I'm must preface my thoughts by stating that I am a coffee purist. I don't do flavored coffee very often, though on occasion certain flavors really do hit the spot, and I opted in on this offering knowing that my kids would love some of the iced blended coffee drinks we would be able to create with the Godiva Coffees. However... I must admit I'm no longer sure there will be any Chocolate Truffle Coffee left for us to experiment with if I don't stop my afternoon iced coffee treats.
Godiva describes their coffee as a "pleasant pause in your day" and they hit the nail in the head with their apt summation. Rich, luscious and creamy, this iced coffee ranks up there as one of the best I've ever had. Perfectly roasted Arabica coffee beans are blended with Godiva flavors, in this case bringing a touch of chocolate to the cup. As I many times enjoy a piece of chocolate along with my coffee, the combo is a homerun for me.
Not being able to leave well enough alone, and definitely not helping my pre-Bahama Vacation waistline, I had a nagging memory of a Coffee enhanced cookie that had recently crossed my path. Further investigation turned up a recipe on Epicurious using ground coffee beans directly in the cookie. If ground coffee beans were good, I figured ground Godiva Chocolate Truffle coffee beans would be even better. So... about that pleasant pause in my day, how about Chocolate Espresso Cookies AND Godiva's Chocolate Truffle Iced Coffee?? Yes, please!!
One would think that I would be smart enough to stop there... however, tomorrow is always another day to start thinking about that swim suit figure. As I was working on said figure and walking through my local Carlsbad Village I stumbled upon the newly located Carlsbad Chocolate Bar, "Bringing chocolate to Carlsbad one piece at a time". Low and behold they just happened to have Chocolate Espresso Truffles. Truffles, Truffle Coffee, AND Chocolate Espresso Cookies?? Once again... Yes, please!
Thankfully, Liv helped me polish off the treats as I sat in the sun taking my pleasant pause to my day. Thank you Godiva for a wonderful birthday treat!

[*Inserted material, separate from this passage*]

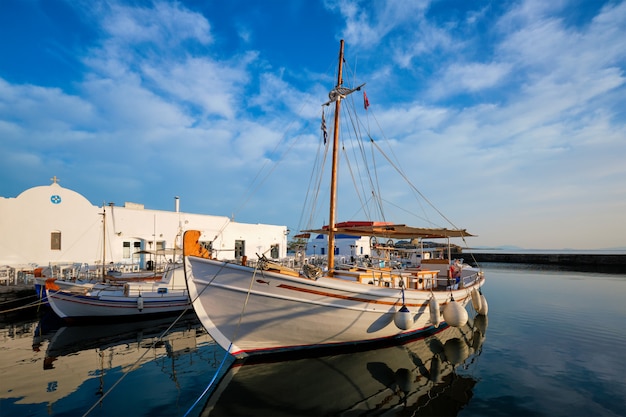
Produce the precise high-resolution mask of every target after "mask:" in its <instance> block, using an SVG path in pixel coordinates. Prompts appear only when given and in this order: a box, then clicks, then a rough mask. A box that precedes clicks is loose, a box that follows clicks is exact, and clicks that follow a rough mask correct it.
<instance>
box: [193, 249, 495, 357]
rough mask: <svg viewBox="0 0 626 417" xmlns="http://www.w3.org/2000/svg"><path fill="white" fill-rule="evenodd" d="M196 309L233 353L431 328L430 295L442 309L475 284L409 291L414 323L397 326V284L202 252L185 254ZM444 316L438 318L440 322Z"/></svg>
mask: <svg viewBox="0 0 626 417" xmlns="http://www.w3.org/2000/svg"><path fill="white" fill-rule="evenodd" d="M184 264H185V275H186V278H187V285H188V288H189V295H190V297H191V300H192V303H193V307H194V310H195V311H196V314H197V315H198V318H199V319H200V321H201V322H202V323H203V325H204V327H205V328H206V329H207V331H208V332H209V334H210V335H211V336H212V337H213V338H214V339H215V340H216V342H217V343H219V344H220V345H221V346H222V347H223V348H224V349H226V350H228V351H229V352H230V353H231V354H232V355H234V356H236V357H245V356H249V355H256V354H262V353H276V352H284V351H291V350H297V349H305V348H318V347H331V346H342V345H351V344H360V343H368V342H382V341H385V340H389V339H396V338H402V337H408V336H413V335H415V334H419V333H422V332H428V331H432V330H433V329H434V326H433V324H432V323H431V321H430V312H429V307H428V304H429V300H430V299H431V297H432V296H433V295H434V296H435V297H436V299H437V302H438V303H439V305H440V306H441V309H442V310H443V309H445V306H446V304H447V303H448V302H449V301H451V297H454V300H455V301H456V302H458V303H460V304H461V305H463V306H465V305H466V304H467V303H468V301H469V300H470V298H471V296H470V292H471V290H472V288H475V287H477V286H480V285H482V283H483V278H482V277H477V279H476V282H475V283H474V285H472V286H469V287H466V288H462V289H459V290H453V291H445V292H431V291H429V290H426V291H418V290H406V291H405V292H404V305H406V307H407V308H408V309H409V311H410V312H411V314H412V316H413V321H414V323H413V325H412V326H411V328H409V329H408V330H402V329H400V328H398V327H397V326H396V325H395V324H394V317H395V314H396V312H397V311H398V310H400V308H401V307H402V305H403V296H402V290H401V289H400V288H386V287H376V286H373V285H367V284H361V283H358V282H355V281H349V280H344V279H338V278H332V277H324V276H323V277H321V278H319V279H317V280H311V279H307V278H304V277H301V276H300V277H296V276H289V275H286V274H280V273H273V272H269V271H262V270H255V269H253V268H250V267H246V266H241V265H237V264H231V263H224V262H221V261H216V260H212V259H205V258H201V257H194V256H187V257H185V262H184ZM443 324H444V323H443V321H442V322H440V324H439V325H443Z"/></svg>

Godiva Chocolate Truffle Iced Coffee
1 scoop Godiva Coffee (1 1/2 Tbs)
4 oz. very hot water
Using a coffee press (a birthday present to myself after receiving my Godiva Coffee!) I placed 1 scoop per serving Godiva coffee into the bottom. Pour 4 oz per serving very hot water over the coffee and let brew for about 4 minutes. In the meantime froth some milk (I used skim).
Press coffee and pour into a glass. Add milk if desired, or only foam if you prefer (I like only foam). Pour coffee and milk over ice, sit down, and sip. Enjoy!

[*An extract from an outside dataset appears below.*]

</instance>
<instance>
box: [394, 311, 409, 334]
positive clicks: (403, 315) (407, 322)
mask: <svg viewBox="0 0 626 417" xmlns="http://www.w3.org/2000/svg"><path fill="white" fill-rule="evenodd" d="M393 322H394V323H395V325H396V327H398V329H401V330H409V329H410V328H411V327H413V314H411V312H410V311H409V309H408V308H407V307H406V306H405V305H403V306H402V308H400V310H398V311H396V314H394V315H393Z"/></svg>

Chocolate Espresso Cookies
2 cups (12 ounces) semisweet chocolate chips
8 tablespoons unsalted butter, cut into pieces
6 Tbs unsweetened cocoa
3 large eggs
1 cup sugar
1 1/2 Tbs finely ground dark-roast coffee beans, such as Godiva's Chocolate Truffle Coffee (I ground the Godiva coffee for a few seconds in a grinder for a finer grind)
3/4 cup all-purpose flour
1/3 teaspoon baking powder
1/4 teaspoon salt
3/4 cup walnuts
Preheat oven to 350°F and grease 2 large heavy baking sheets or line with a silicone liner.
In a bowl with an electric mixer beat eggs, sugar, and ground coffee on high speed until very thick and pale and mixture forms a ribbon when beaters are lifted, 3-4 minutes, then beat in the chocolate mixture.
Sift the flour, baking powder, and salt into the chocolate mixture and stir until just combined. Stir in remaining chocolate chips and walnuts.
Drop batter by heaping tablespoons about 2 inches apart onto baking sheets and bake in in middle of oven for 8 to 10 minutes, or until puffed and cracked on top. Cool cookies on baking sheets 1 minute and transfer to racks to cool completely.